FYI.

This story is over 5 years old.

Tory Conference

Don't Believe the Headlines About Boris's Big Speech

The big speech being touted as a leadership challenge told us nothing new.
Simon Childs
London, GB
Photo: Andrew McCaren / Alamy Stock Photo

Well, was that it? Boris Johnson's Conservative Party conference fringe speech was one of the most hyped pieces of political rhetoric in who knows how long. Happening the day before the Prime Minister's speech, the entire conference has been trailed as "May vs Bojo". This speech was touted as a leadership challenge following Johnson being photographed in fields of wheat, seeming to mock May's cringeworthy "naughtiest" moment.

Advertisement

The Johnson acolytes queued for hours. Latecomers almost stampeded when security allowed them to progress closer to the hall. Journalists were herded into their own queue by conference centre staff. This contrasts with the main conference hall, where cabinet ministers have been speaking to rows of empty seats.

It would probably be a mistake to read all that much into the Boris-mania. With a capacity crowd of over 1,000, the overcrowding says as much about the size of the Birmingham ICC as anything else (particularly when you consider Labour's giant Liverpool conference centre). But in the optics-obsessed world of politics, it certainly creates a vibe.

Nevertheless, the speech was: meh.

Boris started by warning the Tories not to challenge Labour by becoming Corbyn-lite, before getting stuck into the seemingly obligatory Labour-baiting, saying, "We cannot, must not and will not let this weaselly cabal of superannuated Marxists and Hugo Chavez-admiring anti-semitism-condoning Kremlin apologists anywhere near the government of this country."

He then continued with a boilerplate Tory argument for capitalism tangentially relevant to political realities in Britain. "We Conservatives know that it is only a strong private sector economy that can pay for superb public services," he said, as local government faces up to 77 percent less funding compared to 2015/16 thanks to Tory austerity. "And that is the central symmetry of our one nation Toryism."

Advertisement

He called for lower taxes, even though Theresa May already pledged to make Britain a tax haven, with the lowest corporation tax in the G20. He called for a return to police stop-and-search, challenging one of Theresa May's few progressive policies.

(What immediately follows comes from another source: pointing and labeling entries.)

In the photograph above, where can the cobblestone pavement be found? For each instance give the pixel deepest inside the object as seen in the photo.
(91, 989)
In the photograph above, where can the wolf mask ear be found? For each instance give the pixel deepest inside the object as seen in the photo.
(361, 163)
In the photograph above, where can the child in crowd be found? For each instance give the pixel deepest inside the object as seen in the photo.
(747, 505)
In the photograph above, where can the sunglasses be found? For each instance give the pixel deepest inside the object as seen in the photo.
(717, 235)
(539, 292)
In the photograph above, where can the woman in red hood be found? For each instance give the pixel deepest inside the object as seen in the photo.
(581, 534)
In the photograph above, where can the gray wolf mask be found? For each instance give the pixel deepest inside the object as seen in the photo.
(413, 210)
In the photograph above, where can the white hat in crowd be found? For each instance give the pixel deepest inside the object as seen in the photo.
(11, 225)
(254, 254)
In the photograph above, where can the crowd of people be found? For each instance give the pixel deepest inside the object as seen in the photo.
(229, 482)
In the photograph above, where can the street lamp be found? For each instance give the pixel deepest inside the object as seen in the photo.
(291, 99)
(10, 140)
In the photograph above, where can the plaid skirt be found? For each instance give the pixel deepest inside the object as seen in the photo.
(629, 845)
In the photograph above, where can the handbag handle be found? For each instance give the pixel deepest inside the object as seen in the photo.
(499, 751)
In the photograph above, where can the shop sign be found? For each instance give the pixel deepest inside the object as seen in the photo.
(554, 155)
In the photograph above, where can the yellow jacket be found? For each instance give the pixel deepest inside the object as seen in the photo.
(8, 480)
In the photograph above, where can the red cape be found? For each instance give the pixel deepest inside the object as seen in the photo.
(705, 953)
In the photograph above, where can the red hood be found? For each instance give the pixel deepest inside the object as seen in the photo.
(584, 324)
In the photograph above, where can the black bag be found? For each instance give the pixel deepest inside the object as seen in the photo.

He slammed the "outrage" of Theresa May's Chequers proposal on Brexit, saying that "instead of reasserting our ability to make our own laws, the UK will be effectively paraded in manacles down the Rue de la Loi like Caractacus" – unable to resist a classical reference. He urged the Prime Minister to return to her Lancaster House Brexit vision, which is the general Brexiteer line at conference. And he asked people to back the PM by not backing her current proposals: "I urge our friends in government to deliver what the people voted for, to back Theresa May in the best way possible, by softly, quietly and sensibly backing her original plan."

Ultimately, he was playing to the faithful but not offering anything particularly serious, as the absence of any solutions on the Irish border question made clear. Nor was it the content of speech anything that hasn't been said at this conference by other Brexiteers again and again.

He was never going to stand there and say, "This is a bid for leadership," but there seemed to be a distinct lack of a bombshell. Perhaps that's a mercy: the event was hosted by ConservativeHome, the grassroots Tory website that was flooded with racist comments following Johnson's comments that people who wear the burqa look like letterboxes.

Advertisement

Photo by the author

The atmosphere afterwards was muted. People were happy that he hit the right notes on Brexit, but he doesn't seem to have administered the defibrillator shock this zombified party needs.

"I haven't decided what I think about it yet," one attendee told me.

"Well, I mean… yeah… good speech," said another, unconvincingly.

Ultimately, the speech didn't move the story on from his Telegraph article last week, in which he laid into Chequers at length.

"Disappointing," one woman said, before deciding she didn't want to be interviewed after all. "Nothing new," agreed her friend.

Nevertheless, it was enough to fill the news with talk of Johnson issuing a challenge to the authority of May and keeping the idea of a face-off rolling dutifully along. That's despite the fact he still doesn't have enough support in the party to challenge May, or the country to challenge Corbyn.

All we've really learned is that Boris Johnson is able to conjure coverage out of thin air and news out of nothing – including this article you're reading. That is, again, something we already knew.